THE Debts Recovery Tribunal (DRT), Coimbatore, has directed the Central Bank of India to accept the offer of Rs 2.61 crore from Radhakrishna Mills Ltd as a one-time settlement (as per the guidelines of the RBI that enjoined upon all public sector banks to uniformly implement them) so that `maximum realisation of dues is achieved from the stocks of NPAs within the stipulated time'.

In its order passed on November 25, the Presiding Officer of the Tribunal, Mr Ashok C. Parkash, has turned down the demand of the bank for Rs 6.77 crore in final settlement on the ground that the bank could demand only the outstanding due on the date on which the company's account became a NPA (non-performing asset). The Tribunal has directed the bank to accept the same and report settlement in three weeks (by December 19, 2003).

The Tribunal also conceded the prayer of the Mill that it should not be classified as a `wilful defaulter' and denied the benefit of a one-time settlement of the NPA with the bank as the mill had `neither siphoned off funds for unspecified uses nor had funds available with it in the form of assets'.

The Tribunal further asserted that it had the exclusive jurisdiction under Section 17 and 18 of the RDB Act to adjudicate the issue under reference.

This composite textile unit with 50,000 spindles and 300 looms, located at Peelamedu in Coimbatore turned sick since 1982. The manufacturing activities came to a grinding halt from the latter part of 1985 leading to the passage of the Order by the Madras High Court in July 1987 for winding up of the company.

According to the petitioners, at the time of passing the Orders for winding up of the company, the amount it owed the bank was Rs 2.61 crore, which it offered to pay as a one time settlement as per the RBI's guidelines issued in January 2003. The petitioner contended that the Chairman of the Bank - as a competent authority - to whom this offer was made neither accepted nor rejected this proposal (as he was expected to do under the RBI guidelines) while the General Manager of the Bank interfered voluntarily, asking for a substantial improvement in the offer.

The petitioner contended that the Bank, instead of settling the issue on the basis of the offer made attempted to avoid the applicability of the RBI guidelines by characterising the company as a `wilful defaulter' without any basis and without affording any opportunity of being heard in this connection.

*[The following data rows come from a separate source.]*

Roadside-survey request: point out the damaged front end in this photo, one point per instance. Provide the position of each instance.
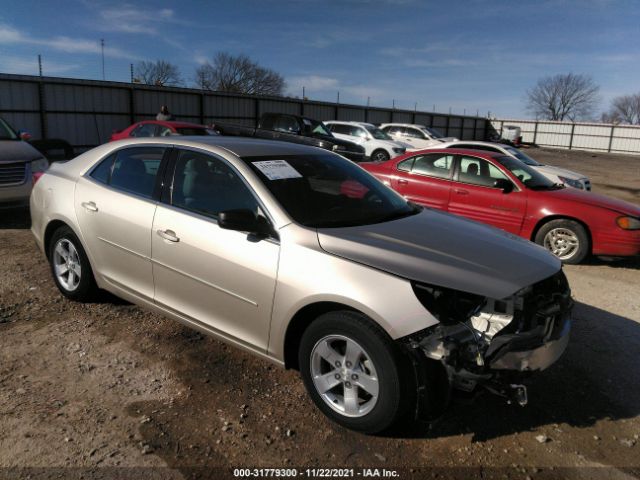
(491, 343)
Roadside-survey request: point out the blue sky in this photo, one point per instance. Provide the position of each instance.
(473, 55)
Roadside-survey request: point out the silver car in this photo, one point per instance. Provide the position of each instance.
(299, 256)
(20, 167)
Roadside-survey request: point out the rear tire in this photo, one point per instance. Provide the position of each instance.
(566, 239)
(70, 266)
(380, 156)
(356, 375)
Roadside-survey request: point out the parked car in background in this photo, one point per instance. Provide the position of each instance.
(295, 129)
(21, 166)
(555, 174)
(502, 191)
(299, 256)
(378, 146)
(158, 128)
(418, 136)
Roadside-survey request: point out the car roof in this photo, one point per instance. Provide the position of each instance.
(458, 151)
(174, 124)
(240, 146)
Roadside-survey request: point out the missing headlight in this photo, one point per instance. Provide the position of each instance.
(447, 305)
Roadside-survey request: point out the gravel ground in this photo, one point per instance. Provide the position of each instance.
(107, 385)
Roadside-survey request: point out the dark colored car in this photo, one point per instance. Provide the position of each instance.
(295, 129)
(502, 191)
(20, 167)
(157, 128)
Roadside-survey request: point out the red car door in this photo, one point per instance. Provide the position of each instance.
(473, 195)
(425, 179)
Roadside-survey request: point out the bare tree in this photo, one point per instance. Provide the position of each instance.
(238, 74)
(563, 97)
(626, 108)
(160, 73)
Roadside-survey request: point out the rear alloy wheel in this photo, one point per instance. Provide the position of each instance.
(70, 266)
(566, 239)
(355, 374)
(380, 156)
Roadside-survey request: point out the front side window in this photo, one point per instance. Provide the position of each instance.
(208, 186)
(6, 132)
(477, 171)
(132, 170)
(434, 165)
(414, 133)
(324, 190)
(144, 130)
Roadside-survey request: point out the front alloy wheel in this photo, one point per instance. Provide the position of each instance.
(344, 375)
(355, 373)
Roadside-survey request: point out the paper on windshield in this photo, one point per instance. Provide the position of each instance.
(277, 169)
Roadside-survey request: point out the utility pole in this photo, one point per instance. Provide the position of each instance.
(102, 48)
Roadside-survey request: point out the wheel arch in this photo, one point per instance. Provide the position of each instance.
(545, 220)
(299, 323)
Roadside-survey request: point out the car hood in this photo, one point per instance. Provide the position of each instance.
(440, 249)
(595, 200)
(561, 172)
(17, 151)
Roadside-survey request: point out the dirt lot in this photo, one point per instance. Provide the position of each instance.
(110, 385)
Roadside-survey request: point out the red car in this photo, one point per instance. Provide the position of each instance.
(504, 192)
(157, 128)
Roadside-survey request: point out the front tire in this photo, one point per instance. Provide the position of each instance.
(566, 239)
(355, 374)
(380, 156)
(70, 266)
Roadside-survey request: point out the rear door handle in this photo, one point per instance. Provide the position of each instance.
(91, 206)
(168, 235)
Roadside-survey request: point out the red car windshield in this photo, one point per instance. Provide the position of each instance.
(192, 131)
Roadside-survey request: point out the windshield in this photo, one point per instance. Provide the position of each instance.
(324, 190)
(192, 131)
(433, 132)
(527, 175)
(319, 127)
(523, 157)
(6, 132)
(377, 133)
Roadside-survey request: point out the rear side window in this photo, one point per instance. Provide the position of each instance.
(102, 173)
(435, 165)
(133, 170)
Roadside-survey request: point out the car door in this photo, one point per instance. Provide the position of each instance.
(115, 203)
(221, 279)
(425, 179)
(474, 196)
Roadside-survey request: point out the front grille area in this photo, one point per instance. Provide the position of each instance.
(13, 173)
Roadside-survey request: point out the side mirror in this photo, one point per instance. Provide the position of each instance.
(244, 220)
(503, 184)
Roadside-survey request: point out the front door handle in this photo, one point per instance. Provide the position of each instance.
(168, 235)
(91, 206)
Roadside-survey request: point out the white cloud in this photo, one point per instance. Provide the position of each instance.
(9, 35)
(312, 82)
(29, 66)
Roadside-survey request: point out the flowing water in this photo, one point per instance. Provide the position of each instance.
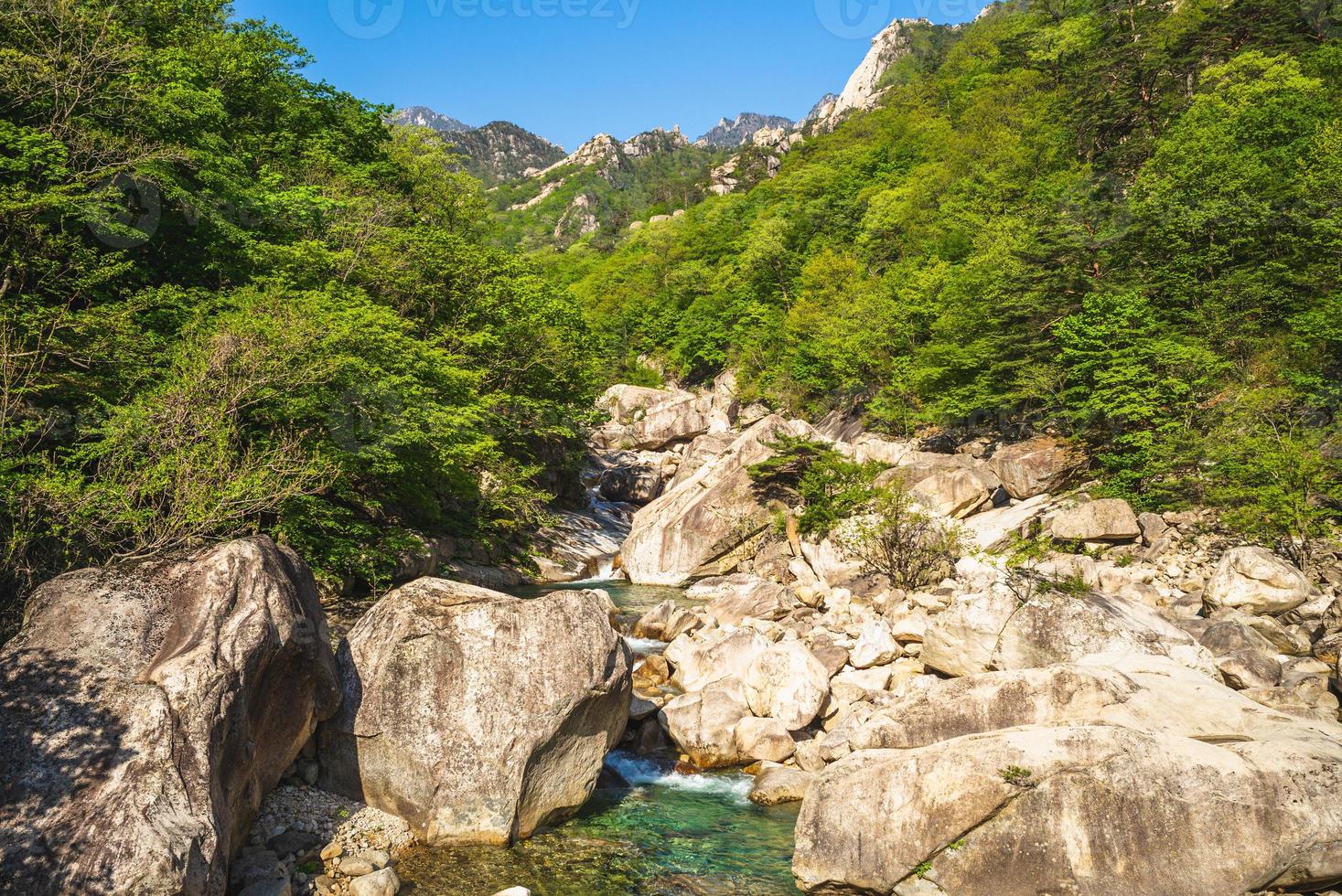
(663, 835)
(646, 832)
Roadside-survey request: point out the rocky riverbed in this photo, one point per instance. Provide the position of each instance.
(1086, 699)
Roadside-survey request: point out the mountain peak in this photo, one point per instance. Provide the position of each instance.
(742, 131)
(425, 117)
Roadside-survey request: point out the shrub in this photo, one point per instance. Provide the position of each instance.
(902, 540)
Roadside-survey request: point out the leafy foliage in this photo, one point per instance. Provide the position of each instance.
(233, 301)
(830, 485)
(1114, 220)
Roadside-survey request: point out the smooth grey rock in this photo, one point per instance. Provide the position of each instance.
(477, 717)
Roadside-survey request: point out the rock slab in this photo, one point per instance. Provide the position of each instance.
(146, 709)
(477, 717)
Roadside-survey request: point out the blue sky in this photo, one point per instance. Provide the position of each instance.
(569, 69)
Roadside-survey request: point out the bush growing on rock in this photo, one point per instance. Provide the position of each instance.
(902, 540)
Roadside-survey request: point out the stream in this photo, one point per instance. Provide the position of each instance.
(658, 835)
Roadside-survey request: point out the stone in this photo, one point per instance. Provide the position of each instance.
(1148, 694)
(1110, 519)
(146, 709)
(1244, 669)
(787, 683)
(1153, 528)
(962, 639)
(356, 867)
(951, 493)
(707, 514)
(634, 485)
(1035, 467)
(1256, 581)
(702, 663)
(807, 755)
(1059, 628)
(1074, 809)
(733, 599)
(778, 786)
(445, 680)
(876, 645)
(380, 883)
(831, 656)
(855, 686)
(764, 740)
(703, 724)
(666, 623)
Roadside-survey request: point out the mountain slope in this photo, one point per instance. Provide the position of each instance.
(502, 152)
(727, 134)
(1108, 221)
(425, 117)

The defendants reiterated that based on the information furnished by the bank and the RBI, the Finance Minister had made a commitment to Parliament that the total outstanding of Radhakrishna Mills to the bank was Rs 5.08 crore as on March 1999.

The bank submitted that the concept of prudential norms for classification of NPA accounts into substandard, doubtful and loss assets had come into force only from 1993. Whereas the Bank had filed a suit for recovery in March 1988, long before the guidelines came into force. At the time of filing the suit, the ledger balance was Rs 5.18 crore, with an up-to-date interest for an amount of Rs 6.77 crore with a further interest at 18 per cent with quarterly rests.

It was contended on behalf of the Bank that the company's self-serving offer of Rs.2.61 crore was made in March 2003 unilaterally fixing the cut off time as of the year 1984, though the company had operated its accounts on numerous occasions subsequently.

On hearing both sides and after referring to the Apex Courts judgments cited by them, the Tribunal conceded the prayer of the petitioners that they `should not be classified as wilful defaulters' and that the bank should settle the issue by accepting the offer of Rs 2.61 crore, as it had failed to negotiate the terms of settlement as required by the RBI guidelines through specific alternative proposals and instead attempted to prolong the dispute.

The verdict passed after prolonged dispute for about two decades has come as a shock to the banking fraternity.